Lakanal House fire: No manslaughter charge for Southwark Council

The fire at Lakanal House in Camberwell in July 2009
Image caption Three adults and three children were killed in the fire in 2009, while nearly 100 families were left homeless

A council which knew a tower block where six people died was a fire risk but did not address the dangers will not face manslaughter charges.

A three-week-old baby was among the victims of the blaze at Lakanal House in Camberwell in July 2009.

It later emerged Southwark Council knew the building posed a fire risk but did not act and had not carried out a fire risk assessment.

Prosecutors have decided there is no realistic prospect of conviction.

Rene Barclay, principal crown advocate for the Crown Prosecution Service, said: "I am satisfied that there is no realistic prospect of conviction for an offence of manslaughter by gross negligence or corporate manslaughter against any company or the London Borough of Southwark."

'Insufficient evidence'

He continued: "I considered whether the council's alleged failure prior to the outbreak of the fire to undertake a risk assessment provided a sufficient basis to bring a charge.

Image caption Designer Catherine Hickman was one of the victims

"I concluded there was insufficient evidence to satisfy a jury that the council's conduct at a senior management level amounted to a gross breach of duty causing any of the deaths."

Councillor Ian Wingfield, cabinet member for housing at the Labour-run council, said: "We welcome the decision as this will allow the inquests to progress and the families to have some sort of closure.

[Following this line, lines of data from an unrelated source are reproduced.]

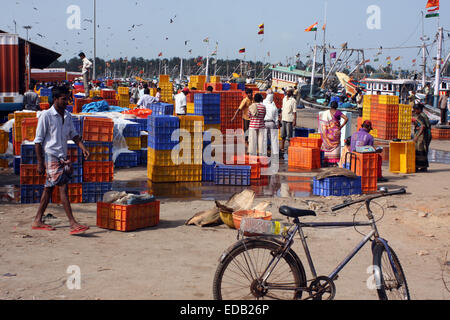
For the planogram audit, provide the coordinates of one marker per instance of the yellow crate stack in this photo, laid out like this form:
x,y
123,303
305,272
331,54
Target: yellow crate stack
x,y
404,121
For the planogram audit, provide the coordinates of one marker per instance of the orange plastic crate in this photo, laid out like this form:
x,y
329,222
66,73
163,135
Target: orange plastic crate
x,y
29,126
128,217
304,158
30,176
306,142
98,171
98,129
75,194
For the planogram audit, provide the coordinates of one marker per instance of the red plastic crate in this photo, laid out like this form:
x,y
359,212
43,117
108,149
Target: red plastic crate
x,y
128,217
98,129
30,176
304,158
98,171
75,194
28,128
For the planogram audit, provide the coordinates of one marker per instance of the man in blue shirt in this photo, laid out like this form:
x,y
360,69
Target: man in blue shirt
x,y
55,128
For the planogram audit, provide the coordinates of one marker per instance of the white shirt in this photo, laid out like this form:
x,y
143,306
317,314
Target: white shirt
x,y
86,65
53,134
180,103
289,109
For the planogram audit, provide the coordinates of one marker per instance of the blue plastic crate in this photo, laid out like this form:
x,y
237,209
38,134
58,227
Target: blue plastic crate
x,y
208,172
93,192
132,130
28,154
31,193
104,150
142,122
127,160
16,165
162,109
303,132
232,175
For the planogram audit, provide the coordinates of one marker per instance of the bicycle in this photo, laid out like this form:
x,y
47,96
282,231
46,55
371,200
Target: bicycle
x,y
266,267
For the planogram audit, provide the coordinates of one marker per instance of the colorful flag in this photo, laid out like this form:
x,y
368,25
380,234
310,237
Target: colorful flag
x,y
432,3
312,28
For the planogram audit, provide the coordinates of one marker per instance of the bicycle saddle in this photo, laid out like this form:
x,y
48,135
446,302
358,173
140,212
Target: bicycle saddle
x,y
295,213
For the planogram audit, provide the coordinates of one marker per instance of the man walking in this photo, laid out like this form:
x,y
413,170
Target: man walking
x,y
87,65
288,118
55,128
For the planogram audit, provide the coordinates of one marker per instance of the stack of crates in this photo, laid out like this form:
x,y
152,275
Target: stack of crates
x,y
166,89
365,165
160,163
123,97
402,157
232,175
98,171
404,121
208,106
191,141
337,186
229,103
17,129
304,153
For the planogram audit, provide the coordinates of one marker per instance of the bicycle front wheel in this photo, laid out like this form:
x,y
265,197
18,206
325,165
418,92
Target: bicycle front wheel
x,y
392,279
238,276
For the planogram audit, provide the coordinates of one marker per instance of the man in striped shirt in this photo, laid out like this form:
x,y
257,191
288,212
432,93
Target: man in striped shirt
x,y
256,132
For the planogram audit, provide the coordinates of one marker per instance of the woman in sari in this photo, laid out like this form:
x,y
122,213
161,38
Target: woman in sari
x,y
422,138
330,125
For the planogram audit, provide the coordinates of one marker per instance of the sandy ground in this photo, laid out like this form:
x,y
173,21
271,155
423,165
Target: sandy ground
x,y
176,262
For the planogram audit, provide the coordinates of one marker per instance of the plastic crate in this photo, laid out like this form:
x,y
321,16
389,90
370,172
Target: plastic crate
x,y
232,175
402,157
303,132
31,193
128,217
4,140
98,171
93,192
162,158
29,175
304,158
162,174
337,186
127,160
99,151
74,191
132,130
98,129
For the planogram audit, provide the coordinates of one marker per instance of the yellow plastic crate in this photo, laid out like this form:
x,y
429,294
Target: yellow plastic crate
x,y
4,139
402,157
162,174
160,158
164,78
190,108
123,91
134,144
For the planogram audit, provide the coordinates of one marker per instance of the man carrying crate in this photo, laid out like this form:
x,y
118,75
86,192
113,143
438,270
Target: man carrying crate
x,y
55,128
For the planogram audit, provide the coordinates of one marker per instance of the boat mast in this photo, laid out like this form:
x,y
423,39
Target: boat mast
x,y
437,85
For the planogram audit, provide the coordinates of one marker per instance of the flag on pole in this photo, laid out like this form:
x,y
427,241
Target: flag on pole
x,y
312,28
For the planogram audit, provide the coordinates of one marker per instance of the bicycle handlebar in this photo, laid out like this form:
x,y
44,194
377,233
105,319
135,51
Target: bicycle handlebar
x,y
368,199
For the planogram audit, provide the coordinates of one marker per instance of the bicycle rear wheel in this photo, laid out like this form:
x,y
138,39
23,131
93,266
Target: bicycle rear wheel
x,y
393,284
238,274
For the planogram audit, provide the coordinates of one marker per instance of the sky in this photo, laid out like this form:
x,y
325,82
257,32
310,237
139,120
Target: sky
x,y
234,24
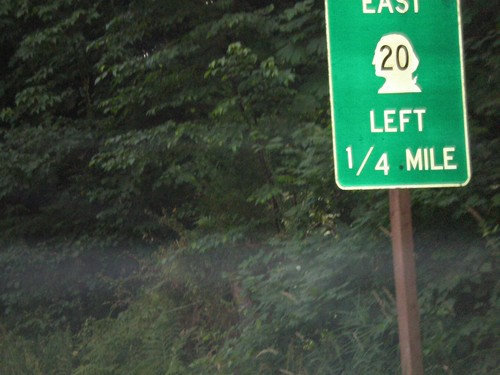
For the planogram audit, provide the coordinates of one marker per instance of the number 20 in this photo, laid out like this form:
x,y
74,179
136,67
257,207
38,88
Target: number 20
x,y
399,60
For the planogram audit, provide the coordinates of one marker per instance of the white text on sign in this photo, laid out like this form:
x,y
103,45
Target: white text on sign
x,y
425,159
405,117
402,6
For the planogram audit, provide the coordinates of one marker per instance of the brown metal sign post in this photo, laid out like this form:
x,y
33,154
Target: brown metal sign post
x,y
405,280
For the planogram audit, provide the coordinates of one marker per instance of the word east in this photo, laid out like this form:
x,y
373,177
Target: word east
x,y
384,6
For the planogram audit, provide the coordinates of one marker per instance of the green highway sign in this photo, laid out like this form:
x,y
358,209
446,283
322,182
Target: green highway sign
x,y
397,93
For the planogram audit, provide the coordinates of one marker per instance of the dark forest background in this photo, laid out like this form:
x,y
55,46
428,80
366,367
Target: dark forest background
x,y
167,203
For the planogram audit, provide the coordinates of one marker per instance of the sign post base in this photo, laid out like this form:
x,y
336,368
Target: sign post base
x,y
405,280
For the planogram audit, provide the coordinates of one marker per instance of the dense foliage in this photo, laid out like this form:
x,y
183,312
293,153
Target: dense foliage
x,y
167,202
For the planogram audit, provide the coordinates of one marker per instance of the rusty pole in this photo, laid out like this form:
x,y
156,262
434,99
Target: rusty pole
x,y
406,284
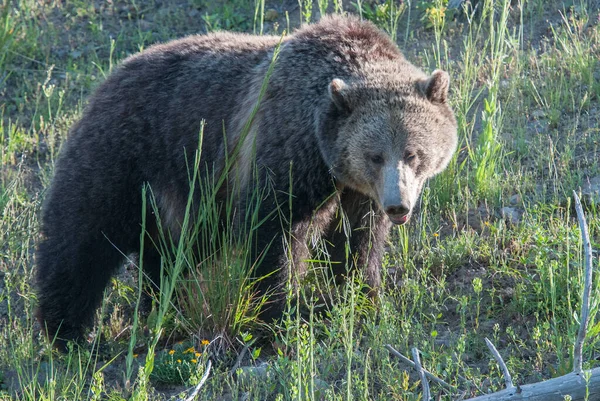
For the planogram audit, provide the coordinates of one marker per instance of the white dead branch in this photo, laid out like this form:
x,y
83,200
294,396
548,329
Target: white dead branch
x,y
579,385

"We now ask that the coroner agrees a date as soon as possible for the six inquests to begin so that all the facts from that tragic evening of nearly three years ago can be brought before the public."

The BBC has obtained figures showing the financial cost to the local authority of the fire.

It has currently spent £8.2m on the aftermath of the disaster, including £2.5m on legal fees to BCL Burton Copeland.

No death compensation

The council has spent a further £2.4m on site works, leasehold buybacks and "home losses".

Another £1.7m has been spent on security, temporary accommodation and emergency provisions for residents.

But the lawyer for the partner of Catherine Hickman, a fashion designer who died in the blaze, confirmed her client had not received any compensation.

The council has declined to comment on the costs.

Nearly 100 families were made homeless in the disaster and no inquest has been heard into the deaths.

The abandoned tower block remains standing.

The BBC's investigation in 2009 discovered a report into the safety of Southwark's tower blocks that was ordered nine years previously by a parliamentary committee investigating a fire at a building in Scotland.

The council's report rated all five buildings on the Sceaux Gardens estate, including Lakanal House, as a medium fire risk "where elements of construction may pose a fire risk, or a risk of fire spread".

Lakanal House had a "risk of localised fire spread between wall panelled sections", the report carried out by Southwark Building Design Service said.

Further assessment of all the blocks on the Sceaux Gardens estate "may be of benefit", it added.

However, the then Liberal Democrat-run council reversed a previous decision to demolish the tower block while fire safety concerns were not addressed.

A statement from Southwark Council following those revelations said: "The safety and well being of our residents is a priority for the council and we reject any allegation that we do not take these responsibilities seriously."

In light of the revelations, councils were ordered to publish all fire safety risk assessments on residential tower blocks in the hope of boosting accountability.